I just hope I haven't 'ruined' Spanky by being to generous with the praise. Everything he does just THRILLS me! I get so excited! Well, what if I just stop praising his developments and efforts? Won't that throw him? And what about everyone else that does it in his life? I can't make them stop. Arrgghhh... ARGH!
post #12 of 15
In trying to control how the rest of the world intereacts with my children (ok - I am a little compulsive) I limited my efforts to our close family - grandparents and aunts/uncles of the children.

I asked my parents and in-laws to "help me" by limiting their compliments to positive behavior.....I knew they'd love to praise up their grandsons/nephews, so I asked that it be for things I felt mattered.

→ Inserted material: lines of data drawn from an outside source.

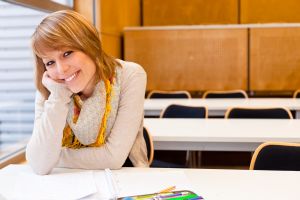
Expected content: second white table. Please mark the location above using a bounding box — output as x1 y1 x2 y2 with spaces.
144 118 300 151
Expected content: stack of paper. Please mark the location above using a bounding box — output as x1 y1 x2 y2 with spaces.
0 165 194 200
0 165 97 200
93 170 193 198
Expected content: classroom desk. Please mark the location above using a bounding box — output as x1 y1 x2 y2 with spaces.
144 118 300 151
0 164 299 200
144 98 300 118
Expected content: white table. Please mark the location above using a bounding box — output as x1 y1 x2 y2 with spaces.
1 165 300 200
144 98 300 118
144 118 300 151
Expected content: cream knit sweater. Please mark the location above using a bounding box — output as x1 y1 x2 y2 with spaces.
26 60 148 175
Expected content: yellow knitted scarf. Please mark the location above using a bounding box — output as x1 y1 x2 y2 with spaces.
61 79 112 149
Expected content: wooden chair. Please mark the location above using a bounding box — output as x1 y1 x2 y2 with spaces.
225 107 293 119
203 89 248 98
160 104 208 118
123 127 154 167
143 127 154 165
147 90 191 99
215 107 292 168
250 142 300 171
154 104 207 168
293 89 300 98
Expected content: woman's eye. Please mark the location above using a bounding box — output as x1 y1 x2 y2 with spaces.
45 61 54 67
63 51 73 57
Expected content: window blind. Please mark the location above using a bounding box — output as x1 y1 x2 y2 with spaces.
0 1 45 135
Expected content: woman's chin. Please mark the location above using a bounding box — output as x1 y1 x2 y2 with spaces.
68 87 81 94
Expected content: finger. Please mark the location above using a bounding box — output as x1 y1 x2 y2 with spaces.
53 79 65 84
43 72 65 84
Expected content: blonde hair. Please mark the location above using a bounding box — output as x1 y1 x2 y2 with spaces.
31 10 120 99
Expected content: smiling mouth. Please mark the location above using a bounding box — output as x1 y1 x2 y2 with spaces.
65 71 79 82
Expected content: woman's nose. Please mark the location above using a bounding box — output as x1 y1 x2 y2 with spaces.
56 61 69 74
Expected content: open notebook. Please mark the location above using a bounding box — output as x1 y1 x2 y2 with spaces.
93 170 194 199
0 165 194 200
0 165 97 199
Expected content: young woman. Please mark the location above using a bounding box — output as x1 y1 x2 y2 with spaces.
26 10 148 175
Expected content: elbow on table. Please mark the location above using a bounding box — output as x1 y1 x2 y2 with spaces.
26 150 53 175
100 154 128 170
26 159 53 175
106 157 125 170
31 165 52 175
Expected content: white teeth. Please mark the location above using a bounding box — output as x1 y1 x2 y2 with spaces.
65 72 77 82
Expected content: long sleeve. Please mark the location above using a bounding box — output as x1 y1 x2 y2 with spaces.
58 62 147 170
26 90 71 175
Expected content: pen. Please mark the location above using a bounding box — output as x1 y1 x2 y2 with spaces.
158 186 176 193
189 196 204 200
159 191 189 199
167 193 199 200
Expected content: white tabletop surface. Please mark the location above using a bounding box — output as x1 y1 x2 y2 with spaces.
144 98 300 117
1 165 299 200
144 118 300 151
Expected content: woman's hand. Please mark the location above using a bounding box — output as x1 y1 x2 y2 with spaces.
42 71 73 99
42 71 64 86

Specifically, I asked them not to praise the boys for being "cute", "handsome" "good-looking" or other such superficial (IMO) traits.....instead, notice and comment when they are cooperative, helpful, considerate, polite, responsible, etc. This only served to make me seem even more of a control-freak/wacko than before....but they all have pretty much done as I asked.

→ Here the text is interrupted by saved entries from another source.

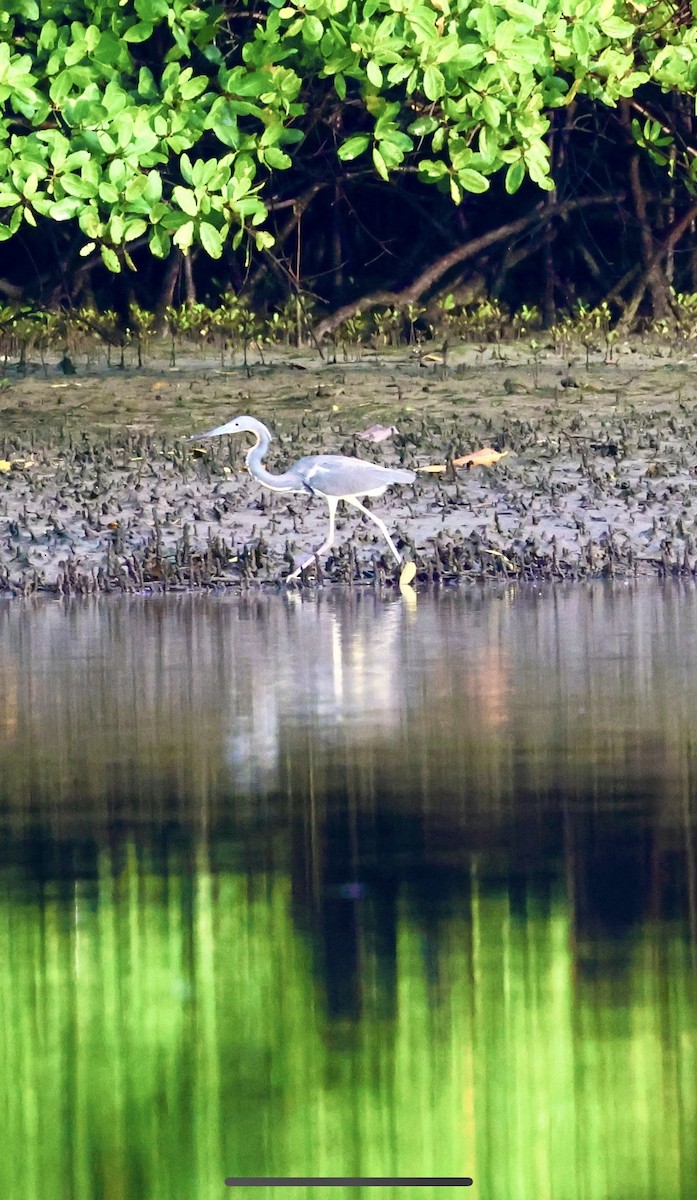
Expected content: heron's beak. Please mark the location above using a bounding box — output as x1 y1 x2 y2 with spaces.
189 420 238 441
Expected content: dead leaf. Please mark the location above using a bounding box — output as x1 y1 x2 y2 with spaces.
416 447 508 474
452 447 509 469
0 460 11 473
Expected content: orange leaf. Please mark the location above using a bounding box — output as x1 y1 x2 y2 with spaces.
452 447 508 469
416 447 508 474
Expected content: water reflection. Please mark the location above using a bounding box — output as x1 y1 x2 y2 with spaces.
0 583 696 1199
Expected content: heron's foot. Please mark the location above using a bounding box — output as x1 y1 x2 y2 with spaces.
285 562 314 585
285 551 324 584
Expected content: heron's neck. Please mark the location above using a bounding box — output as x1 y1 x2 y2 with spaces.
246 432 302 492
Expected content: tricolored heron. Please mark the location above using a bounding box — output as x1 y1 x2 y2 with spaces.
191 415 415 580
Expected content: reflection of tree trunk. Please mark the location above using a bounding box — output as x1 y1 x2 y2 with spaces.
315 192 624 339
621 99 673 325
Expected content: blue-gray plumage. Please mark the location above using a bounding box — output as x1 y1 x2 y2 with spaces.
191 415 415 579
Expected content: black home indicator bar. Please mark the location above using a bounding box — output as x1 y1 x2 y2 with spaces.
226 1179 474 1188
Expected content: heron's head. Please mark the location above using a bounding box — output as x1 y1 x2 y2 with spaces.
189 414 265 442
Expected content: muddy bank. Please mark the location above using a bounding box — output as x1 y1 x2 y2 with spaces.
2 341 697 594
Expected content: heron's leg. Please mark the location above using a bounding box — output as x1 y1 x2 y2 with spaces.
286 496 339 580
345 496 402 565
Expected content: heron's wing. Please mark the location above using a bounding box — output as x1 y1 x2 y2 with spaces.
294 455 415 498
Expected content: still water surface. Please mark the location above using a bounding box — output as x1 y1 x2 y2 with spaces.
0 584 696 1200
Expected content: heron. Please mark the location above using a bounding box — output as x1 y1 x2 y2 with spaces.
191 415 416 580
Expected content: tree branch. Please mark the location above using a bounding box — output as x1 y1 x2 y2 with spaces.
314 192 625 338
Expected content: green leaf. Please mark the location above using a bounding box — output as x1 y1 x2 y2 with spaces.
85 25 101 53
124 219 148 242
123 22 154 43
173 220 195 250
372 145 389 181
264 146 292 169
302 15 324 43
457 168 490 194
366 60 383 88
337 134 370 161
408 115 440 137
180 75 208 101
601 16 635 38
423 65 445 101
138 67 159 99
136 0 170 18
48 197 82 220
149 227 171 258
60 173 98 199
99 182 120 205
143 171 163 205
379 139 404 170
505 160 525 194
38 19 58 50
101 246 121 272
253 229 274 250
200 221 223 258
418 159 449 181
572 24 590 57
504 0 543 24
173 186 198 216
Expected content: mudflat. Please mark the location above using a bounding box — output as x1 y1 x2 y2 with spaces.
2 340 696 594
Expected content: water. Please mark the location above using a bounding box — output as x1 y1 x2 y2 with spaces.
0 583 696 1200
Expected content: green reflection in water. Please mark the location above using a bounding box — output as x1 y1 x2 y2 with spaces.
1 586 697 1200
1 843 695 1200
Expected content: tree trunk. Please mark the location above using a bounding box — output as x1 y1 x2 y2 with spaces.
542 117 557 328
616 201 697 334
154 252 183 329
183 250 196 304
621 99 674 324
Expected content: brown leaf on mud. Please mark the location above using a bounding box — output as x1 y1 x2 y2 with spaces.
453 447 508 469
0 459 34 472
416 447 508 473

I try not to overdo it with my enthusiam, mostly because I want my little ones to learn to be pleased with themselves, and to acheive for their own self-satisfaction. But it is hard, 'cause of course they are brilliant, and everything they do IS wonderful!

BTW - the "good sneezing" comment from grandma is too funny - reminds me of the time DH was so proud of weeks old Jadon for his great pooping.....
post #13 of 15


I agree with alot of what you said Melody

I actually believe its quite insulting to over praise. Children are innately social, they do what their species do, to point that out (sneezing or listening for Gods sake PLEEEEEEEZ) can really affect a childs esteem. The ordinary things are just that, even the cute stuff I think I have to be mindful of. I prefer to say things like "I really love that" or "wow i think what you did is wonderful" than overdoing it.

When my ds does something that he looks jazzed about, I validate it with delight (I mean I adore him to bits) even my partner has caught himself calling him a good boy and looked at me and said "you know I have to stop saying that, it feels really wrong"
I agree with him. Id never tell my ds he is bad or done a "bad" thing so using words like "good" can possibly be just as harmful perhaps.
Anyway, cheers everyone
post #14 of 15
Being a fake parent has other side effects too. Like parents that just keep telling their kids to "stop doing this" or "don't do that".... Noisy isn't it. And kids tune out.

post #15 of 15
Has anybody read "Punished by Rewards" by Kohn? It has an entire chapter on praise, which backs up with research exactly what peacemama said about offering specific feed back instead of praise.

My kids and I have always done a lot of art work at home and I have taken this approach. Now we are in a pottery class with other moms and kids and listening to the other moms drives me crazy. It is also odd to watch how some of the kids are more concerned that their peice looks really good rather than that they are the ones who work on it, so they prefer their moms to do the work for them. My kids, on the other hand, don't want me to touch their pieces and love their own work. (It is my job to make sure that they are put together well enough that they won't fall apart during firing, so have I touch them a little)

I think saying something is "good" is passing a judgement just as saying it is "bad" would be passing a judgement, and that the less we pass judgement on what they do, the better.